2 out of 5
Created by: Shonda Rhimes
covers season 1
Setting aside questions about swindler Anna Delvey’s “true” self, and what may have set her down her path in life, or what her actions say about us simpletons in society at large – questions which Netflix’s show about Delvey, ‘Inventing Anna’, asks with faux-interest – and similarly setting aside the more complex intentions journalist Jessica Pressler may’ve had when writing her article about Delvey, which serves as the framework for the series, the character of Anna – real name Anna Sorokin – and her social presence, and Pressler’s article, are essentially all clickbait. It’s the reality TV “I watch it to learn about people” justification; the slowing-down-to-gawk-at-traffic-accidents cliche: there’s no inherent value in this stuff, and we love to latch on to celebrity and tragedies equally, armchair commentating the whole while through. And coming from clickbaity TV queen Shonda Rhimes, ‘Inventing’ is in no way avoiding that same approach and reaction, half-heartedly finger-waggling at Delvey’s behavior but in awe of her baddest-bitch routine all the same; shaming her excess and jealous of it. Robbed of the fiction of her indulgent Shondaland shows – though trying to wink her way around that by accompanying every episode with a tagline along the lines of “this is all true, except the stuff we made up,” – ‘Inventing Anna’ can never achieve the ridiculous highs of that stuff, and instead tries to coast partially on the shallow mystery of Delvey (played with appropriate bravado and mysticism by Julia Garland), and then backfill with episodes vaguely dedicated to the other characters in this story: her social circle; and Anna Chlumsky’s take on Pressler, with the show giving the pacing the ticking clock of her upcoming pregnancy as the cutoff by which she needs to get this article out to save her career.

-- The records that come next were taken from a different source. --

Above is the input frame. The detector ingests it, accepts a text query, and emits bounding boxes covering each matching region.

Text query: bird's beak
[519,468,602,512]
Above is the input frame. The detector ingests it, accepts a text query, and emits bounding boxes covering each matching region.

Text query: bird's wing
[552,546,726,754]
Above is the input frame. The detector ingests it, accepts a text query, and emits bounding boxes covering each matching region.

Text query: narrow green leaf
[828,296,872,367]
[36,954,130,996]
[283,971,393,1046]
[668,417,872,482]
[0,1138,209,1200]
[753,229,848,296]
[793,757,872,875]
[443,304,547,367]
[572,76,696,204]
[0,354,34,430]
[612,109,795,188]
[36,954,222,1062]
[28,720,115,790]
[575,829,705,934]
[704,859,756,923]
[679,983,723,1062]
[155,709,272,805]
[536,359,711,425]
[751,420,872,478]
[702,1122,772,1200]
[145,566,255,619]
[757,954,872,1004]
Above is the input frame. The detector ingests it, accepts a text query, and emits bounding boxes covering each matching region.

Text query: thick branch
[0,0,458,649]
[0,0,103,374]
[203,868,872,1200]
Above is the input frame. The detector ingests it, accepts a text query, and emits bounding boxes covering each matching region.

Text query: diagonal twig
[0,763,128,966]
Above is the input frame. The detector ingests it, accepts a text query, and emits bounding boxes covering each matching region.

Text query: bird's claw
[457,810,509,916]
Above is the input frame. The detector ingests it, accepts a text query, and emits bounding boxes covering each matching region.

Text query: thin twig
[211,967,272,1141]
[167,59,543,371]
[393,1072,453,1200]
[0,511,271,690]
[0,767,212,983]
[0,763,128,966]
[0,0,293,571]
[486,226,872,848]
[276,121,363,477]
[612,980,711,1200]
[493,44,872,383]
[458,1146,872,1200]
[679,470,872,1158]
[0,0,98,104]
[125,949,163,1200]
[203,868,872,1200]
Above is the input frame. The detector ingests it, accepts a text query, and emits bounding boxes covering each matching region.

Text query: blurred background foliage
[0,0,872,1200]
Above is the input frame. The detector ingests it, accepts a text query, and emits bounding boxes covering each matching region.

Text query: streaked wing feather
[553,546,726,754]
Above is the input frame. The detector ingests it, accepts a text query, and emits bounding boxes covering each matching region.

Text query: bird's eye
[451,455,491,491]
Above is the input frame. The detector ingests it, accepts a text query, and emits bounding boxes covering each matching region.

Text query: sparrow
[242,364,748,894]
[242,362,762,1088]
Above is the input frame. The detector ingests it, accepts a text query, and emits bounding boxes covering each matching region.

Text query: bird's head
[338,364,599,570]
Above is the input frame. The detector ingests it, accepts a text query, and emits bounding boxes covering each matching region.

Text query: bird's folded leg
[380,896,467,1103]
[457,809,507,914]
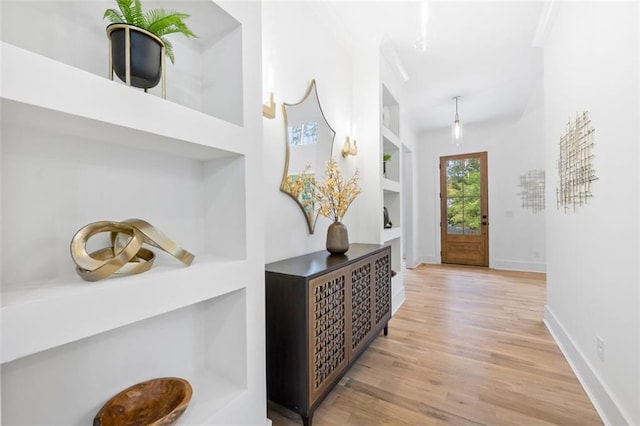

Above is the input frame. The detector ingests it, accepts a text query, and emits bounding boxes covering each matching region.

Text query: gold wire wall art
[518,170,544,213]
[556,111,598,213]
[71,219,195,281]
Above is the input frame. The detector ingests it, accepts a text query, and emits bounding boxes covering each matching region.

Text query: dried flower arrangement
[315,159,362,222]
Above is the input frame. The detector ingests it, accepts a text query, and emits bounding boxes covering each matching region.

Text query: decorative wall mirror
[280,80,336,234]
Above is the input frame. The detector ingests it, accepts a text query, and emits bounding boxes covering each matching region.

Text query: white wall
[262,2,358,263]
[414,75,546,272]
[544,2,640,425]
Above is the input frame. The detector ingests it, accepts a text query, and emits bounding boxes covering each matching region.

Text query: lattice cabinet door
[348,259,373,359]
[308,269,349,405]
[372,250,391,333]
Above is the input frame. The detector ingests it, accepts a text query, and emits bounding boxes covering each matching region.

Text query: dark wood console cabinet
[266,244,391,425]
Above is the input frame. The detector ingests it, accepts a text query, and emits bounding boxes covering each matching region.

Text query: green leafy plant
[103,0,198,63]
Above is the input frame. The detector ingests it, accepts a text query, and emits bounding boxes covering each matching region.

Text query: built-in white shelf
[2,290,247,425]
[382,226,402,243]
[2,256,247,363]
[382,178,401,193]
[0,42,245,160]
[382,126,402,150]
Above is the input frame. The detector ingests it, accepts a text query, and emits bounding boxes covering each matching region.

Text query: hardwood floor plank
[268,265,602,426]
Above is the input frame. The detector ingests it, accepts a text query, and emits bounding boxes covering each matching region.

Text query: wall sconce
[262,92,276,118]
[262,64,276,118]
[342,136,358,158]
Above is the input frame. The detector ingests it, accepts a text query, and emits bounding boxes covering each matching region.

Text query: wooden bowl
[93,377,193,426]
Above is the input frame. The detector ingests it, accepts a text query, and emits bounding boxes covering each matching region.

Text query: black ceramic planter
[107,24,164,89]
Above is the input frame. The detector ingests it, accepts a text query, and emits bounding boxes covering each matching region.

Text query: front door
[440,152,489,266]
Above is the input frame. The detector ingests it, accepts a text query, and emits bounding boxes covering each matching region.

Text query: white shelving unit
[380,82,404,298]
[0,0,266,425]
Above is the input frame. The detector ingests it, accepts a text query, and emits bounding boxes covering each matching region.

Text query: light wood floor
[268,265,602,426]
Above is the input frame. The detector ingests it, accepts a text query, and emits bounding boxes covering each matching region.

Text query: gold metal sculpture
[518,170,545,213]
[71,219,195,281]
[556,111,598,213]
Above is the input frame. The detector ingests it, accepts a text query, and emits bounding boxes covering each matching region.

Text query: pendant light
[451,96,462,146]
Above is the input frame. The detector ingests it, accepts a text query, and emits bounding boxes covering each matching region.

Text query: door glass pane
[446,158,482,235]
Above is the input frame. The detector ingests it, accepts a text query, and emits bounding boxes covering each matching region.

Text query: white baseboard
[544,306,632,426]
[490,260,547,273]
[416,256,440,265]
[391,283,405,316]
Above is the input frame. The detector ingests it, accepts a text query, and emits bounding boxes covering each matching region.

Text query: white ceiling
[322,0,544,130]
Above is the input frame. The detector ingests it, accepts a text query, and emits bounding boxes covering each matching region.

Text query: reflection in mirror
[280,80,336,234]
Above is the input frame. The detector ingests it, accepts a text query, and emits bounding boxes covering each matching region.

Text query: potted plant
[103,0,197,96]
[315,159,361,254]
[382,153,391,177]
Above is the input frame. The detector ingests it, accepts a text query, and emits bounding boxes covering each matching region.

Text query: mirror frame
[280,79,336,235]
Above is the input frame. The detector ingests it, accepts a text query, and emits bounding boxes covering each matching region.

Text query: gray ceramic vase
[327,221,349,254]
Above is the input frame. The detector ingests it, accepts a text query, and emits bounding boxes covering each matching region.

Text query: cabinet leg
[300,413,313,426]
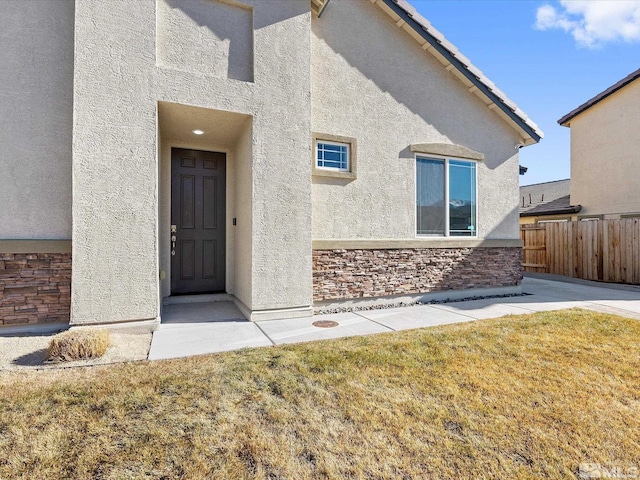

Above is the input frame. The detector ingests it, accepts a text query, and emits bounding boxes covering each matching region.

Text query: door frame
[157,143,236,300]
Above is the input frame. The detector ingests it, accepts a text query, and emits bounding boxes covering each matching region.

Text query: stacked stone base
[0,253,71,325]
[313,247,522,302]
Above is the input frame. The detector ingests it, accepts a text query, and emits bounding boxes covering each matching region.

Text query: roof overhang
[558,68,640,127]
[520,205,582,217]
[372,0,544,146]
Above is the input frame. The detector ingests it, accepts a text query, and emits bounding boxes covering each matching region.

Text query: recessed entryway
[171,148,226,295]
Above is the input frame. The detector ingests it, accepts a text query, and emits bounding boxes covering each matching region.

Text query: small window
[316,140,349,172]
[416,157,478,237]
[312,133,357,181]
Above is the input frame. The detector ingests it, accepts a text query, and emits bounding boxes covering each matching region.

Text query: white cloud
[534,0,640,48]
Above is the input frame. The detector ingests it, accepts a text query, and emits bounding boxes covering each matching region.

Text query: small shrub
[47,328,111,362]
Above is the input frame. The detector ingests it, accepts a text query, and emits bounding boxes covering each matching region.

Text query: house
[520,179,582,225]
[558,69,640,219]
[0,0,542,326]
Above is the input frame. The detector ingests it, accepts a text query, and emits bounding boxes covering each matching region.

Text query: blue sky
[409,0,640,185]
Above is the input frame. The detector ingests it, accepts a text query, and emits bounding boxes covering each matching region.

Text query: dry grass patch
[0,310,640,479]
[47,328,111,362]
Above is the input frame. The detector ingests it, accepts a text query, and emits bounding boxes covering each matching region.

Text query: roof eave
[558,68,640,127]
[520,205,582,217]
[380,0,543,146]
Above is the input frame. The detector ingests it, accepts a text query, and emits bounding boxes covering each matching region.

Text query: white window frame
[315,139,351,172]
[413,153,480,240]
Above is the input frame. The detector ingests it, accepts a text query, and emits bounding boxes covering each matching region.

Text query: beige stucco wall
[571,80,640,216]
[311,0,519,239]
[0,0,74,239]
[71,0,311,324]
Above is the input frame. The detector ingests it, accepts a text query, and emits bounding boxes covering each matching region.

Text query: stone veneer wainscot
[0,253,71,325]
[313,247,522,302]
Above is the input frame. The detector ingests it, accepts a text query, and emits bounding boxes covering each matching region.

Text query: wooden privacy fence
[520,218,640,284]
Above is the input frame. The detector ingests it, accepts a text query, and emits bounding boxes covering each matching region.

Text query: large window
[416,157,477,237]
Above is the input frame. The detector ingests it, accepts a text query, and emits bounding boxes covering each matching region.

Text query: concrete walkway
[149,277,640,360]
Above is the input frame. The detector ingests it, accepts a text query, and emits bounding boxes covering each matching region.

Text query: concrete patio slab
[259,313,392,345]
[149,320,273,360]
[162,302,246,325]
[357,305,474,331]
[149,277,640,360]
[433,299,531,320]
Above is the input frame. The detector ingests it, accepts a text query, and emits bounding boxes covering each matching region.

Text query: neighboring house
[520,179,582,225]
[558,69,640,219]
[0,0,542,325]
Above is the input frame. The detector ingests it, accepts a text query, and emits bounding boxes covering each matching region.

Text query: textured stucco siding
[0,0,74,239]
[571,80,640,216]
[311,0,519,239]
[71,0,312,324]
[313,247,522,302]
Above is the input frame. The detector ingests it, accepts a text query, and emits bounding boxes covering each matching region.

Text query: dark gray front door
[171,148,226,295]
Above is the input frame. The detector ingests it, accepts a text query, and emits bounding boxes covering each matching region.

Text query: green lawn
[0,310,640,480]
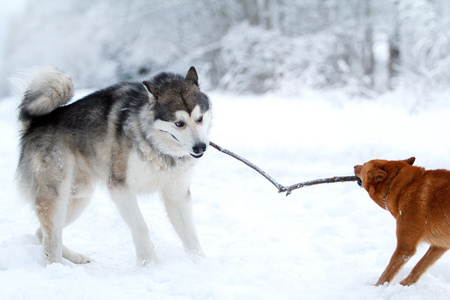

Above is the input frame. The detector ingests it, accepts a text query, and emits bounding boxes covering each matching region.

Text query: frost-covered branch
[209,142,357,196]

Episodes are hardly about anything except repeating the cycle of Delvey bullying her way into paying for everything on credit; getting business backings off of fake clout; and Pressler being aghast (impressed?) at how it was all done. Past a certain point, ‘Anna’s’ writers offer their armchair commentary by asking what the point of all of this is, but it’s surface level: we’re right back to gawking and gossiping some minutes later.

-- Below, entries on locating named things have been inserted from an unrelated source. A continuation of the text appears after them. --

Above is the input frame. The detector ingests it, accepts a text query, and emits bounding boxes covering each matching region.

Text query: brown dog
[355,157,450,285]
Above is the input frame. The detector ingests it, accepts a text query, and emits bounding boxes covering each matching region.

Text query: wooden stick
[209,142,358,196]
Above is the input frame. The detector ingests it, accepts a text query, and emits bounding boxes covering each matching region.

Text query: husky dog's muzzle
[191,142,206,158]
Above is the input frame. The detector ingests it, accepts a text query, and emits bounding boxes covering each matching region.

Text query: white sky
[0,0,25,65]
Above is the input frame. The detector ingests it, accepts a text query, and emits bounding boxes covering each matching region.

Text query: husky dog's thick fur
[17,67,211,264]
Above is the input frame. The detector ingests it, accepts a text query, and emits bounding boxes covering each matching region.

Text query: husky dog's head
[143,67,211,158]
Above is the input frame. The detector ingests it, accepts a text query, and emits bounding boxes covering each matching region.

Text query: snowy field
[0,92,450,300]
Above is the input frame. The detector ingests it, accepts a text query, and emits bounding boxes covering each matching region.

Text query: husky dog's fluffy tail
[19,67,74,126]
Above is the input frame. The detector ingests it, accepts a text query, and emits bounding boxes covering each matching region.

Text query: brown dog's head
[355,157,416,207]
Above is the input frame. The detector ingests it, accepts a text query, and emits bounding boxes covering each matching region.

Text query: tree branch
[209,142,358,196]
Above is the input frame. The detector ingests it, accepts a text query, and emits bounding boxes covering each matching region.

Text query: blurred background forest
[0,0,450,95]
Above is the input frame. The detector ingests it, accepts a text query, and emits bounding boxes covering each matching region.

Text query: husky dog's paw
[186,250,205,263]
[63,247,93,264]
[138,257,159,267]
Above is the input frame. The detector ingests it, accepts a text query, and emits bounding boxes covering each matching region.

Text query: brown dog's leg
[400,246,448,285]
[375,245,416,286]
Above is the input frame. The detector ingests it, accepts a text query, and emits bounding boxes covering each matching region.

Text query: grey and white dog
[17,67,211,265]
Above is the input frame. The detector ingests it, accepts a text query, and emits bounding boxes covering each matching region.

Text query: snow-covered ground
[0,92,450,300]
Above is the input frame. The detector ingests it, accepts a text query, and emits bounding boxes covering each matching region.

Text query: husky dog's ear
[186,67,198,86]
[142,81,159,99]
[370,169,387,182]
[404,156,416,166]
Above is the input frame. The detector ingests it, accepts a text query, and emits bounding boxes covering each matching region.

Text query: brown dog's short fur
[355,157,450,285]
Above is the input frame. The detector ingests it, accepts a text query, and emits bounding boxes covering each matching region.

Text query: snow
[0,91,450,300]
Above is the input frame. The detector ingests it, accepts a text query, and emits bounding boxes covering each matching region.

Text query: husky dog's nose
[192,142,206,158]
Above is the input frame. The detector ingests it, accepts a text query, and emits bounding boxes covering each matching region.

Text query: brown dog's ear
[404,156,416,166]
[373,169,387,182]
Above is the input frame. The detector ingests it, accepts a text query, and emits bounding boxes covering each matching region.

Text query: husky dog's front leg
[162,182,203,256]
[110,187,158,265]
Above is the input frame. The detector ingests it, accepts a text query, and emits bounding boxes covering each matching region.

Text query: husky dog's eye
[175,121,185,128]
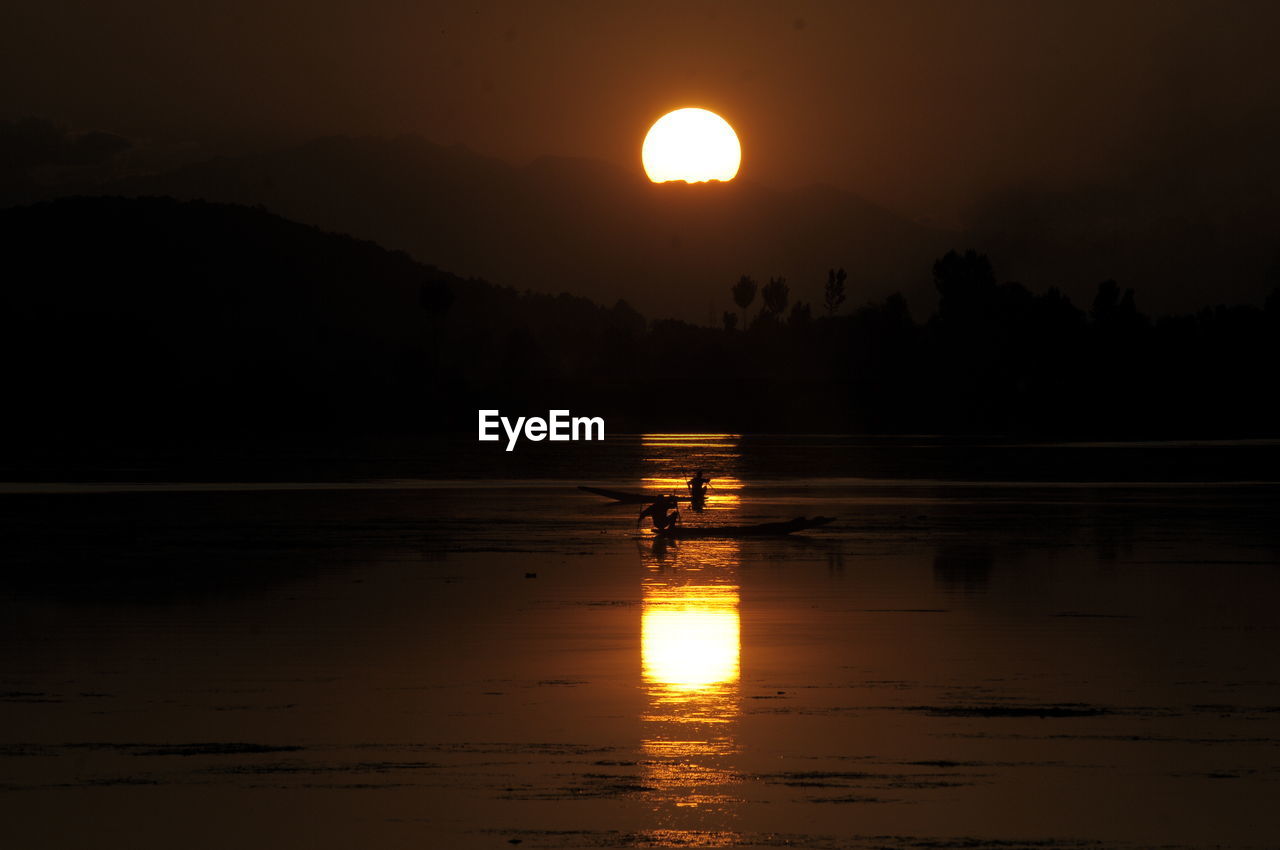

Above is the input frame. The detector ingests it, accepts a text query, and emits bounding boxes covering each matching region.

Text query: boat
[654,516,836,540]
[577,485,704,504]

Even the attempted structure of character focus fails: we’ll often have to swap in other characters to fill the runtime, episodes stumbling over themselves with flashbacks and fancy editing – regular Shondaland tricks, fair enough, but here no longer propped up by her show’s usual bevy of twists -and, again, not really arriving at anything new to show or say.

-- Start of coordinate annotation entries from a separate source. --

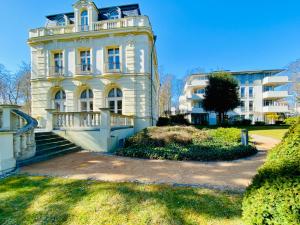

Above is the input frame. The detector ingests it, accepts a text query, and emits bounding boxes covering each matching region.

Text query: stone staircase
[17,132,83,167]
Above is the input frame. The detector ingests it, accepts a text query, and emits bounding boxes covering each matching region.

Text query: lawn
[247,126,289,140]
[0,176,242,225]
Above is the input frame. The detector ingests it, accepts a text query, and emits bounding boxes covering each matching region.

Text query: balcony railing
[263,91,289,99]
[76,64,93,76]
[105,63,122,73]
[49,66,65,78]
[263,76,289,86]
[263,105,289,113]
[29,16,151,38]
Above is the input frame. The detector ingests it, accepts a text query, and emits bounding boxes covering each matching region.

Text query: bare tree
[159,74,173,116]
[0,62,31,113]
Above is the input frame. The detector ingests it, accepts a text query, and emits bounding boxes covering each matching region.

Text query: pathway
[22,135,279,190]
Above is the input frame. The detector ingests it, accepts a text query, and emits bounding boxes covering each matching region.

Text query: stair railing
[11,109,38,160]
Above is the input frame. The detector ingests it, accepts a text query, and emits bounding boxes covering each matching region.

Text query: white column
[0,132,16,175]
[100,108,112,151]
[45,109,56,131]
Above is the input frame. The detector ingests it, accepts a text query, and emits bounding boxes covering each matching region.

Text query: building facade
[28,0,159,131]
[179,70,289,125]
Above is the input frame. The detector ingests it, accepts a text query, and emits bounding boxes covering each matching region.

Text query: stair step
[36,142,78,156]
[36,140,70,151]
[17,146,82,167]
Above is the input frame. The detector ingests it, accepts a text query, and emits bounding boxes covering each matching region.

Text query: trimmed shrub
[243,119,300,225]
[170,114,190,125]
[156,117,171,127]
[117,126,256,161]
[284,116,300,125]
[254,121,266,126]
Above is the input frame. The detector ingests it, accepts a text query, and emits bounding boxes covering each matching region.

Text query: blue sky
[0,0,300,77]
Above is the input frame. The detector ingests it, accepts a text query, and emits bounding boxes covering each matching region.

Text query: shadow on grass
[0,176,87,224]
[0,176,241,224]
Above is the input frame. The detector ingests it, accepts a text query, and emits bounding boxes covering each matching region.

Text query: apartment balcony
[104,63,122,74]
[48,66,65,79]
[29,16,151,39]
[187,94,204,100]
[263,91,289,100]
[263,76,289,86]
[76,64,93,77]
[263,105,289,113]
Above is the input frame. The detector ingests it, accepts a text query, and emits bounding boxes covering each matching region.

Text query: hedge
[243,119,300,225]
[117,126,257,161]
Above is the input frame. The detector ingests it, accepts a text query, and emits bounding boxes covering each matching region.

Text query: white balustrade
[110,113,134,128]
[53,112,101,130]
[29,16,151,38]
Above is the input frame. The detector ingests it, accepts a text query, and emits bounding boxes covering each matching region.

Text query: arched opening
[79,89,94,112]
[80,10,89,31]
[54,90,66,112]
[107,88,123,114]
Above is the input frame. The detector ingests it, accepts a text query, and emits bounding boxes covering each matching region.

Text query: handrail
[12,109,38,135]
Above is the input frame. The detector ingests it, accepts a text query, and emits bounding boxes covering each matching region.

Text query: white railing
[29,16,151,38]
[110,113,134,128]
[0,109,3,130]
[53,112,101,130]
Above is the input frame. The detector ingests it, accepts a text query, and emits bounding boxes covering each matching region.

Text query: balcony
[187,94,204,100]
[48,66,65,78]
[263,76,289,86]
[76,64,93,76]
[263,91,289,99]
[29,16,151,39]
[105,63,122,74]
[263,105,289,113]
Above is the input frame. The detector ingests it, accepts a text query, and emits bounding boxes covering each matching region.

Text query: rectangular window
[53,52,63,74]
[241,101,245,112]
[194,101,202,108]
[118,101,122,115]
[241,87,245,98]
[249,87,253,98]
[194,89,205,94]
[80,50,91,72]
[249,101,253,112]
[109,101,115,113]
[108,48,121,71]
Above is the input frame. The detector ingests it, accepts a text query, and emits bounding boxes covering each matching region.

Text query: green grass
[0,176,242,225]
[247,126,289,140]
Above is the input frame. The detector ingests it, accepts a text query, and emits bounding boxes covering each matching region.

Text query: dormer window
[80,10,89,31]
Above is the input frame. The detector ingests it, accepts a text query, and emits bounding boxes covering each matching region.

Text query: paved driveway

When we step away from Delvey, the show can find its footing a bit more, Pressler’s home and job life offering more depth than the tiresome glitz of Anna’s tale, and interactions with Anna’s lawyer (Arian Moayed) or her aforementioned friends / social clique (Katie Lowes, Alexis Floyd, Laverne Cox) allowing for more emotion and nuance. These scenes also seem somewhat subject to their directors, though, with some episodes’ actors’ deliveries very stilted, some proving more naturalistic. Garney is consistent throughout, and admittedly fun to watch, but by the nature of her character, she’s always “playing a role,” and the show rather purposefully avoids deep dives into what’s behind that role, leaving Garney / us to make do with some occasional glances or sudden expressions of worry.
Similar to Hulu’s The Dropout, the recency of the events depicted in Inventing Anna make the show’s intentions hard to discern. But Inventing Anna is missing some of Dropout’s smarter structural / conceptual decisions, and instead mirrors its topic: it’s mostly just for show. This lack of overall point, combined with a “based on reality” inability to push some Shondaland theatrics into the mix, results in a pretty empty, clunky viewing experience.